BHEL - TASTY OR WILL CAUSE INDIGESTION?

By Research Desk
about 12 years ago

 

 

By Ruma Dubey

This PSU capital goods leader of India has been hitting new lows and even yesterday, it hit a new 52-week low at Rs.208.50, which is at a 42 month low and it continues to remain deeply in the red even today.

Under normal circumstances, the stock in today’s macro-economic scenario might not have warranted even a little bit of attention. But these new lows have got the attention and two questions have been plaguing the otherwise disinterested investor – firstly, why is BHEL being smacked down to such levels and secondly, at these new lows, is it a good buy?

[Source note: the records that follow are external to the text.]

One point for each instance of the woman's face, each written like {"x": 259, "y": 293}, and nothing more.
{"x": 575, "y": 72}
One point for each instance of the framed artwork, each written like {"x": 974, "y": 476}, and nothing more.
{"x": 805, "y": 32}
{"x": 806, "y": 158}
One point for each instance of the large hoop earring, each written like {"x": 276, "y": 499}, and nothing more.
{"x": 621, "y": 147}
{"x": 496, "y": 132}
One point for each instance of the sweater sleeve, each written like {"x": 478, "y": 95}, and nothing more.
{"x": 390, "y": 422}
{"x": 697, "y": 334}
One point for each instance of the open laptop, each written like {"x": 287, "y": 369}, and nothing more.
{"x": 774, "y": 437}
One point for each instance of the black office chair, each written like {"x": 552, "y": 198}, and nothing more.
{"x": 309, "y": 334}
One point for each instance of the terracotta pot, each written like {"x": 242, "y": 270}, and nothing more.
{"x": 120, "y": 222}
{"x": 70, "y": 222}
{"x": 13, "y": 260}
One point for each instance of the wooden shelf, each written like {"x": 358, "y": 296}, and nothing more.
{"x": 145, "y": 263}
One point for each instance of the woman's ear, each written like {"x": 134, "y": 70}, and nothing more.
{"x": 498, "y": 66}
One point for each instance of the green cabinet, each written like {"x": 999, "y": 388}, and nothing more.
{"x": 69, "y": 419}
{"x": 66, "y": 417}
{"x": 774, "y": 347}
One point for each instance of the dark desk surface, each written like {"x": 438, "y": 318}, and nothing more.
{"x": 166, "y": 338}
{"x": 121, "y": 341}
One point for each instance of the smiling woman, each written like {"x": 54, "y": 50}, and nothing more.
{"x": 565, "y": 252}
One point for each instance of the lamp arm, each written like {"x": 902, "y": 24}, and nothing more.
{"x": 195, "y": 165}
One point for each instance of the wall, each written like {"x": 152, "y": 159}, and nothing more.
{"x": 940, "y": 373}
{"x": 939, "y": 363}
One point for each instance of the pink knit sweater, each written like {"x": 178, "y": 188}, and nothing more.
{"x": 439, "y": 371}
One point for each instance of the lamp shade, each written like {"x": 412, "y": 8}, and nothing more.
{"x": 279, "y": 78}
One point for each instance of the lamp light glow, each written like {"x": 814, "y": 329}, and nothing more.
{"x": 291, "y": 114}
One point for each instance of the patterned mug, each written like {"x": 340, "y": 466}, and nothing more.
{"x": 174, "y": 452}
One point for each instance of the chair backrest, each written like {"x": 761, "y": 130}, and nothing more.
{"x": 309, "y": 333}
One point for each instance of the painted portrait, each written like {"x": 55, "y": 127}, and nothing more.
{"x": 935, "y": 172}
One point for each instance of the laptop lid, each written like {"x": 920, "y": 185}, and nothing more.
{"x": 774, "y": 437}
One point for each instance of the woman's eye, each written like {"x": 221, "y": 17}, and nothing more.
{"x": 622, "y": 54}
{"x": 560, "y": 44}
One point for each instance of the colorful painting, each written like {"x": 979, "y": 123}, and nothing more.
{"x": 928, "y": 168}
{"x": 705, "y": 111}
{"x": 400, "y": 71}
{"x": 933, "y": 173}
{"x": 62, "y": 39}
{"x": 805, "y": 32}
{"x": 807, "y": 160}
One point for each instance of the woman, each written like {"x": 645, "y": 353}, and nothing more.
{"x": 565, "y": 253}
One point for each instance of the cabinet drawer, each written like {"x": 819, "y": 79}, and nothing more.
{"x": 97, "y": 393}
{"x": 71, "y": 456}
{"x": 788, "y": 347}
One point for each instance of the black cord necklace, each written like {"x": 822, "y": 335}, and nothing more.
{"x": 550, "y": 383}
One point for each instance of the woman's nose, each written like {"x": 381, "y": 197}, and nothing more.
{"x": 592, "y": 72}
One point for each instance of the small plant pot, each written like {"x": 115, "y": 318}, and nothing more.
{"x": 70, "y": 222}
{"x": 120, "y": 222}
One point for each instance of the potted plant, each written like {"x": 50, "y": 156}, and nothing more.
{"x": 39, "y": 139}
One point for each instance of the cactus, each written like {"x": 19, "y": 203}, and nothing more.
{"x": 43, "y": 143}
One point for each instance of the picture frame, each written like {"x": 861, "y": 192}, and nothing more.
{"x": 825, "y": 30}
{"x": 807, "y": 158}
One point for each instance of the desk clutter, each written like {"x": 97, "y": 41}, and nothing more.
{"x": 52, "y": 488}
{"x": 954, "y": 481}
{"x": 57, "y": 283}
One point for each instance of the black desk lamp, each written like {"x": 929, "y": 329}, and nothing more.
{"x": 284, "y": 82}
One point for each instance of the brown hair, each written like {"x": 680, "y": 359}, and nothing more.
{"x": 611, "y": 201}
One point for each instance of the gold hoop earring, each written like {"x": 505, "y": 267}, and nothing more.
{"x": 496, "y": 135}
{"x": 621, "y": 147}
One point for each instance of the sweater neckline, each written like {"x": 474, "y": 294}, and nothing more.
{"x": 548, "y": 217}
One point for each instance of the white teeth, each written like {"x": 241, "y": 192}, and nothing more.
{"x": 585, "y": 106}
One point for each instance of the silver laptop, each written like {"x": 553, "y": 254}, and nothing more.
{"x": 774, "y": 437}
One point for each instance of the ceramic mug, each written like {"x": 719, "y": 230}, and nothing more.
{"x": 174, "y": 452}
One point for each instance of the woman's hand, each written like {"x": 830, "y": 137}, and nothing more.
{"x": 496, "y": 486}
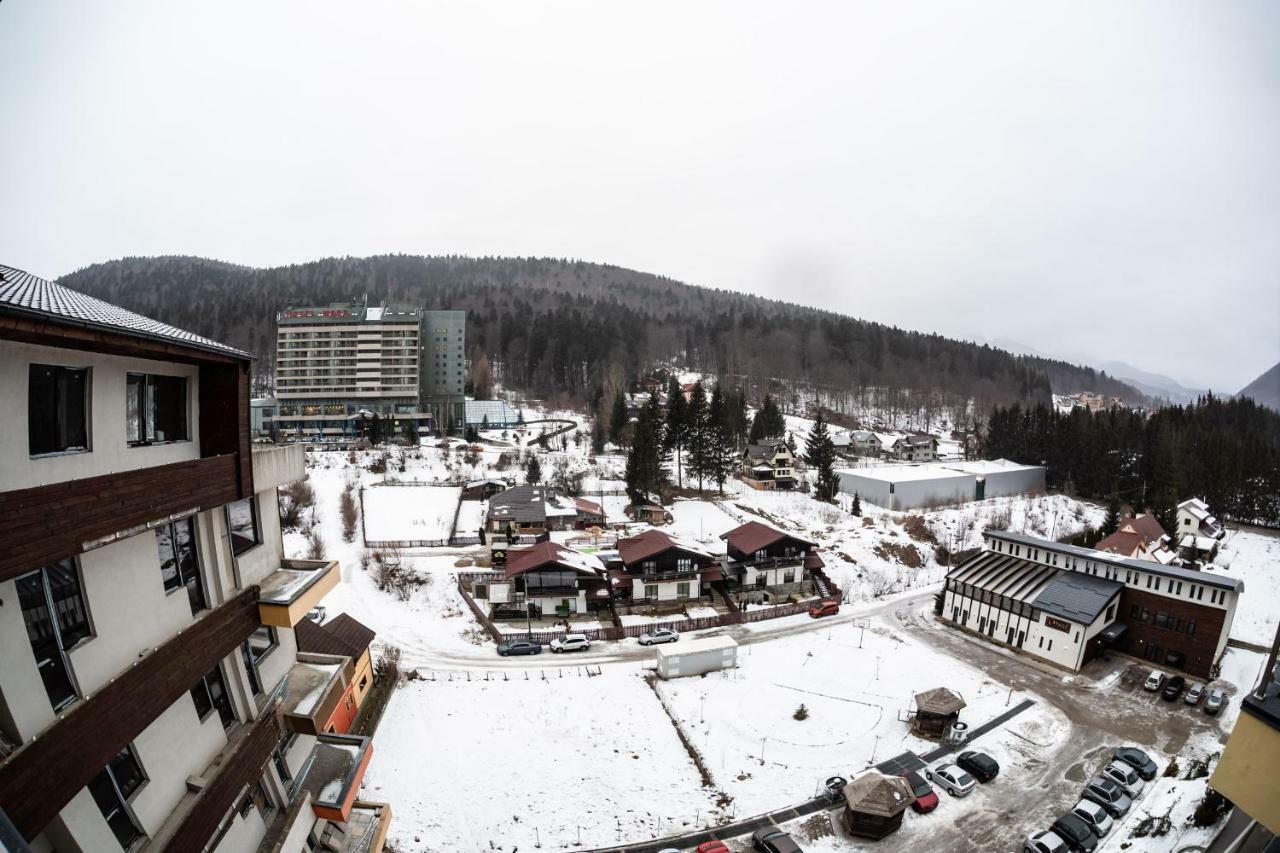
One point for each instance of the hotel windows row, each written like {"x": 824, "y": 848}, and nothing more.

First question first – why is BHEL being beaten down to pulp?  The first signs of trouble on the horizon came in when in Q3FY12 the company stated that it was not able to get as many orders as expected and more importantly, the company stated that orders worth Rs.5,840 crore were cancelled which led to de-growth in the order book.  And these orders were cancelled as, the company stated, the customers were unable to make significant progress in getting clearances.  In Q3, its order book declined by nearly 9% sequentially and 7% on a YoY.  Looks like trouble with orders continues as in last week of April, Rajasthan Rajya Vidyut Utpadan Nigam scrapped tenders worth Rs.12,000 crore which the company had won last year. And prior to that, in Feb, the Tamil Nadu govt canceled the JV for the Rs.8,000-crore Udangudi power project in Tuticorin. Thus this continuity of poor order inflow could pressurize the numbers in the coming days.  As such the numbers for Q3FY12 were flat, with net profit at Rs.1412 crore v/s Rs.1432 crore on a YoY.

And the second reason is linked to the first – the drop in orders, in some way is also precipitated by cheaper imports from China. Of the 28,840 MW orders for equipment supplies, from a total of 79,000 MW capacity expected to come up in India during the 12th Plan, has been given to Chinese companies. This is 36% of the total equipment order. As against this, 40% of the order, which is 31,778 MW has gone to BHEL. It is supplying equipments to Indian companies; the demand is so high that the Chinese companies are scaling capacities - Dongfang in China is increasing its capacity from 37 GW to 42 GW, making it the largest power equipment manufacturer in China and possibly in the world. And by packaging the deal with cheap finance, China is making very deep but dangerous inroads into the Indian power sector. The capital goods sector has been consistently asking the Govt to hike import duties on foreign equipment, yet, like usual, it falls on deaf ears.

The third reason is linked to the first two – due to this bleak outlook major brokerage houses have downgraded the stock. Morgan Stanley has downgraded the stock on the back of poor demand, Kotak Securities has given a sell call and expects earnings to drop in current fiscal. Ditto reports have been put out by Citigroup, HSBC Global and Motilal Oswal. There are  around 24 sell or underperform ratings compared to 7 buy or outperform.

Lastly, the shortage coal and the high import prices is also a major cause for worry, especially when orders are also dwindling. 

All in all, right now, this ‘bhelpuri’ does not look too delectable – neither tangy nor spicy; just very soggy and stale. But then the question is - can it be eaten at this new low or will it have to be thrown into the garbage?  The annualized EPS of around Rs.20 discounts the current price by around 11 times and this discounting for a company which has a market cap of Rs.53,932 crore. Surely, a company like BHEL does not deserve this valuation.

There is no denying the fact that BHEL is a market leader and continues to command a 50% market share. The stock has to stop falling at some point or the other – all the fundamentals are not completely nullified – it continues to remain a company with a topline of over Rs.40,000 crore.

It is not possible to predict a bottom. Today, the intrinsic value of a company does not matter to the market – the only thing which matters is quarter to quarter profits and margins. Any company which is not able to sustain growth will be punished.  Yet, despite this, the current valuations are attractive and one could accumulate at every dip. The main triggers would be news of order execution, new orders and the biggest of all – hike in import duty.  Yes, BHEL is a good long term stock. It could reward you later as the market punishes it today.